As noted at IHTM25152 we previously considered that for business relief to apply, a transfer from a partner's capital account in the partnership must have effectively been a transfer of an ‘interest in a business’ at the time of the transfer. So, for example, a transfer of an individual asset or a transfer to a third party who is not, nor becomes, a partner would not qualify for relief.
However, following the approach taken in the case of HMRC v Trustees of the Nelson Dance Family Settlement [2009] EWHC 71 (Ch), it is accepted that business relief will apply if the transferor’s relevant business property is decreased as a result of the transfer of value.
You will still need to be satisfied that the asset(s) transferred were used in the business of the partnership, IHTA84/S110, and were not ‘excepted assets’ under IHTA84/S112 (IHTM25351). If the transfer was made within 7 years of the transferor’s death you will also need to consider the additional conditions in IHTA84/Ss113A and B, as noted at the top of the page.
If you have any doubts, seek advice from Technical.
If the taxpayer claims relief on the death of a salaried partner, refer the case to Technical to consider in the light of the terms on which the partnership operated.
For a transfer of an interest in any land or buildings, machinery or plant used, but not owned, by a partnership, there may be relief under IHTA84/S105 (1)(d) (IHTM25225).
Under IHTA84/S110(c) only those assets used to calculate the net value of the entire business are taken into account. This refers back to the rules (IHTM25341) in IHTA84/Ss110(a) and (b). One example of the operation of this provision concerns a partner's Income Tax liability on their share of the partnership profits. As the partner's tax is not a liability incurred for the purposes of the business, it should not be taken into account in determining the net value of the partnership for the purposes of business relief.

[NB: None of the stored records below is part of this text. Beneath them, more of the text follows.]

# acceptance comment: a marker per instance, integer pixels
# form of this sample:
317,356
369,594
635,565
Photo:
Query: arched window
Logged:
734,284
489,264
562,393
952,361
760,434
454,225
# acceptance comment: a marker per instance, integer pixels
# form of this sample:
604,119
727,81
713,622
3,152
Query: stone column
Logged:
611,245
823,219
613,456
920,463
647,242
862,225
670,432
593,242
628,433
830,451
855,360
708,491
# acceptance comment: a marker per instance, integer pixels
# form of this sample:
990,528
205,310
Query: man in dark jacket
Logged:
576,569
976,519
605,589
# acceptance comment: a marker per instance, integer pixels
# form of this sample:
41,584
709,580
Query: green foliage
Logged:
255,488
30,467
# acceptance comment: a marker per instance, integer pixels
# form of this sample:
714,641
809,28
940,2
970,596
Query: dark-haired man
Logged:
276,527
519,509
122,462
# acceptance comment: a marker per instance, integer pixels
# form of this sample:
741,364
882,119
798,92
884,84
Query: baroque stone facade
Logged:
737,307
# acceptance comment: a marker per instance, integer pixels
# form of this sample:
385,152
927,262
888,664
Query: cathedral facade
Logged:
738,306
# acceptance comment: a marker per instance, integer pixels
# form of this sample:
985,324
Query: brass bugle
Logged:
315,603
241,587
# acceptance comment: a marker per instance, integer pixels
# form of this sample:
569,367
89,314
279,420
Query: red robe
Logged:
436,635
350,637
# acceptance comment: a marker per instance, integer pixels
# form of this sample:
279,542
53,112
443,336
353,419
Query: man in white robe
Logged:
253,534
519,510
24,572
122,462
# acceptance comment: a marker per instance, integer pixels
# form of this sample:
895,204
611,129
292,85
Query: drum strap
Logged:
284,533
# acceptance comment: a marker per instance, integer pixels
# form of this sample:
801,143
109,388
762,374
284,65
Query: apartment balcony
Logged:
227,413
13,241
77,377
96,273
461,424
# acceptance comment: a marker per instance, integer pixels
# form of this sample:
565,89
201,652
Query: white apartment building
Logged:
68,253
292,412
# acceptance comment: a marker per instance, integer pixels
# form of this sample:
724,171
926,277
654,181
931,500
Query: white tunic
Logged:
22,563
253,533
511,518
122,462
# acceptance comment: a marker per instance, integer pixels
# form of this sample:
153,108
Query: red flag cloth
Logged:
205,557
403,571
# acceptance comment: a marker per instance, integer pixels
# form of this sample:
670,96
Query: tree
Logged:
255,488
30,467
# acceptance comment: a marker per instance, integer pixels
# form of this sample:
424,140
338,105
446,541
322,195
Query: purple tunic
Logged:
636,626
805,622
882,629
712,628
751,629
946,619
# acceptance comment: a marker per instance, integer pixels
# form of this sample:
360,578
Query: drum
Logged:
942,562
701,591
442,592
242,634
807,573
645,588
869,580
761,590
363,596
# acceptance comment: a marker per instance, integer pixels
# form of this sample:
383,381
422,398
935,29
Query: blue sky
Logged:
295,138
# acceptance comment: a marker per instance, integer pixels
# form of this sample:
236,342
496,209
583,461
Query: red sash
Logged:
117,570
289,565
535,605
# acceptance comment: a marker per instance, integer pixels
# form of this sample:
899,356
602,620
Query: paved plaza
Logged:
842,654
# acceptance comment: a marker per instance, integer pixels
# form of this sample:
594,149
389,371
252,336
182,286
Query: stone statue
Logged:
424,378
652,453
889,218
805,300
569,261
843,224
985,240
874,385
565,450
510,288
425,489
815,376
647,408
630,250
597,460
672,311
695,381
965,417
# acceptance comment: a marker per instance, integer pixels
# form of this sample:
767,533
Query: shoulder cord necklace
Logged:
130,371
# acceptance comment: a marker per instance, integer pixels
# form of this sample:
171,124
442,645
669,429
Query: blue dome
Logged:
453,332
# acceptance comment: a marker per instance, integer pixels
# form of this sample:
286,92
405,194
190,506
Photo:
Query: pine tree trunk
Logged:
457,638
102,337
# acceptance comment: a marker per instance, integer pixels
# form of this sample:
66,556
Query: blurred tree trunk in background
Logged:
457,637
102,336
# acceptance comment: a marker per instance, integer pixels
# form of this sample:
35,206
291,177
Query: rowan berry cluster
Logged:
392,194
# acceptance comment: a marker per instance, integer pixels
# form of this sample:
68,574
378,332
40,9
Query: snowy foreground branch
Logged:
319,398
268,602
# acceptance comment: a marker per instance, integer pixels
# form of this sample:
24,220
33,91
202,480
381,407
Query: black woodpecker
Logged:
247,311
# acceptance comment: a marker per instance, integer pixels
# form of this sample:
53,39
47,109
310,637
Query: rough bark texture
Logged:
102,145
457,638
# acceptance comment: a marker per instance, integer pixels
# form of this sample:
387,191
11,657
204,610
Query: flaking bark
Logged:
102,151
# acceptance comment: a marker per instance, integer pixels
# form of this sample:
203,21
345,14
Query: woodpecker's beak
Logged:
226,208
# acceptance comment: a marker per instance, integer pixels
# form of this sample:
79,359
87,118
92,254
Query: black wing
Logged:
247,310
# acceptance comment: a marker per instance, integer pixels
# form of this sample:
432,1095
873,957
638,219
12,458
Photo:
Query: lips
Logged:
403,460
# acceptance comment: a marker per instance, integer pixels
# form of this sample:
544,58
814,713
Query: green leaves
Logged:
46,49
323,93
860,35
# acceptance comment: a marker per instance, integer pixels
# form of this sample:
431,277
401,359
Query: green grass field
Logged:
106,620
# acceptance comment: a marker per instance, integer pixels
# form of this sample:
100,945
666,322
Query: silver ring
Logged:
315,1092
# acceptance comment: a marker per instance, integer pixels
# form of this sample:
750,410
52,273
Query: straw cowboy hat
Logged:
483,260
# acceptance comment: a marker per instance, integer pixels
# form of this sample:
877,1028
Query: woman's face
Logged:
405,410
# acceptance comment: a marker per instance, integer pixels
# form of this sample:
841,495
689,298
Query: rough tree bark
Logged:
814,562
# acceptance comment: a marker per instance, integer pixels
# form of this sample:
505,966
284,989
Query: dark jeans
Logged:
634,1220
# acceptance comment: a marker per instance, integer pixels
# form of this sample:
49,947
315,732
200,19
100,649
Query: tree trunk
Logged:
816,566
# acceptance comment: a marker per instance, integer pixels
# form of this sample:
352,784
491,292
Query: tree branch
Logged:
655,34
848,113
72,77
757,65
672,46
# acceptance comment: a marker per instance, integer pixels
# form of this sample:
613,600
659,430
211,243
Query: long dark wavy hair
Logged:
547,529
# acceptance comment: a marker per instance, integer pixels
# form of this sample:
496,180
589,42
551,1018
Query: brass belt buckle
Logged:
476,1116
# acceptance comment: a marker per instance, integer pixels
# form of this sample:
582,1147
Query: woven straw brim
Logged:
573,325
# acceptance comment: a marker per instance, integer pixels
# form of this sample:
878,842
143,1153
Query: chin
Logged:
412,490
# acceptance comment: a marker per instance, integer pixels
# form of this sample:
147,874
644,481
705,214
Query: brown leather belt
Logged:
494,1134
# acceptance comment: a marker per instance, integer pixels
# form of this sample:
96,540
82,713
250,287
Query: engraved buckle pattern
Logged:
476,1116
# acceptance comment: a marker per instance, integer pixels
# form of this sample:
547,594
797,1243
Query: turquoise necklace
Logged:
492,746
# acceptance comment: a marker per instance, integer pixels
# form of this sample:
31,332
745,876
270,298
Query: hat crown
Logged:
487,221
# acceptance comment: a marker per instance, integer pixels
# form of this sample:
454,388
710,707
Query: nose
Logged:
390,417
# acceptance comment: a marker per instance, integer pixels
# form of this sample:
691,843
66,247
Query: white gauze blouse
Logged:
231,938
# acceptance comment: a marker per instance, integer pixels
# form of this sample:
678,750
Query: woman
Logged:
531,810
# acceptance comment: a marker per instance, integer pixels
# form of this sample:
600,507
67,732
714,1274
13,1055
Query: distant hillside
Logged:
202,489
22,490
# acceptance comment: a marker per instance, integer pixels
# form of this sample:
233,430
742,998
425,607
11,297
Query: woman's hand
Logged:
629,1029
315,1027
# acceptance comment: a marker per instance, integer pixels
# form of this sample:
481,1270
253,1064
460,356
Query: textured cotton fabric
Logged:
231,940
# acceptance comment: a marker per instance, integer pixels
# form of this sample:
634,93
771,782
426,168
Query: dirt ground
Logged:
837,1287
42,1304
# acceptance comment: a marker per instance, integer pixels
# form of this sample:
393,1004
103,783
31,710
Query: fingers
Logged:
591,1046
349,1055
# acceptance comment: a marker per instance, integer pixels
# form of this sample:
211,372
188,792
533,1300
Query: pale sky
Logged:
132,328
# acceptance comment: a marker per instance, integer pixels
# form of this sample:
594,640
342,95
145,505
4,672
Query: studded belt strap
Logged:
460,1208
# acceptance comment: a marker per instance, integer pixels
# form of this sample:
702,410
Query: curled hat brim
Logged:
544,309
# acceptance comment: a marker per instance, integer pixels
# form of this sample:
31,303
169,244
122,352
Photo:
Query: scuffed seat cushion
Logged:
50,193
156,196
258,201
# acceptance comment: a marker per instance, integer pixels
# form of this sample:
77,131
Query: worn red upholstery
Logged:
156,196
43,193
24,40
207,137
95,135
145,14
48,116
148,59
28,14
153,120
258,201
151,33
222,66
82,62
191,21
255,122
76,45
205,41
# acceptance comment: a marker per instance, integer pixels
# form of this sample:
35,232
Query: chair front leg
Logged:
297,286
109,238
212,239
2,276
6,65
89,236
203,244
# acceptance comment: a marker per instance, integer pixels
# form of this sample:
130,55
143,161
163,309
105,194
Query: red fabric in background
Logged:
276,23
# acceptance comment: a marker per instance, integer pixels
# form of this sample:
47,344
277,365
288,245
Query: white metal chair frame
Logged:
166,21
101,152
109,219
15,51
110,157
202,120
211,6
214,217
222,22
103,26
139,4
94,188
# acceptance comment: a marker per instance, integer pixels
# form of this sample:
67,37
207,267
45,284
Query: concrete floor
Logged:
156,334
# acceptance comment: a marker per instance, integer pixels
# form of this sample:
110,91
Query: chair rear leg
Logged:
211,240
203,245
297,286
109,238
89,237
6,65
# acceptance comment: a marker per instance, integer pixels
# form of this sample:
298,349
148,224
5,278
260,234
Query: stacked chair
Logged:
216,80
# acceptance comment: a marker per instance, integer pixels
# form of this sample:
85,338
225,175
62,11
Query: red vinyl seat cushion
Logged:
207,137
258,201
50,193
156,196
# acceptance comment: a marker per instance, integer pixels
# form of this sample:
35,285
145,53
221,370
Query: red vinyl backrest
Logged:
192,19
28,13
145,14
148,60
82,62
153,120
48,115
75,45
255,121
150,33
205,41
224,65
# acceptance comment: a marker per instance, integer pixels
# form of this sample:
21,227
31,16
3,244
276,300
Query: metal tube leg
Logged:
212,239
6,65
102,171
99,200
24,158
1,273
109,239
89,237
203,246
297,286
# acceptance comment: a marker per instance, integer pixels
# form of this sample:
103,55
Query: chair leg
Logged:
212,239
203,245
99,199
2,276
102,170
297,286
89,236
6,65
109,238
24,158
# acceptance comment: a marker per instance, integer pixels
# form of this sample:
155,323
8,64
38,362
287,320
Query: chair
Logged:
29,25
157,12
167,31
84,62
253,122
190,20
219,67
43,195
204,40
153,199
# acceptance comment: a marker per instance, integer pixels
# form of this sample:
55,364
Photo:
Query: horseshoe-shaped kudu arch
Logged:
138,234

The case of Beckman v IRC [2000] STC (SCD) 59 is clear authority for the proposition that a loan made by a third party (in this case a retired partner), does not attract business relief. Although the interest was described as a capital account, the retired partner was in fact a creditor of the business. We consider that a partner's tax reserve also represents a loan to the partnership, and does not attract business relief.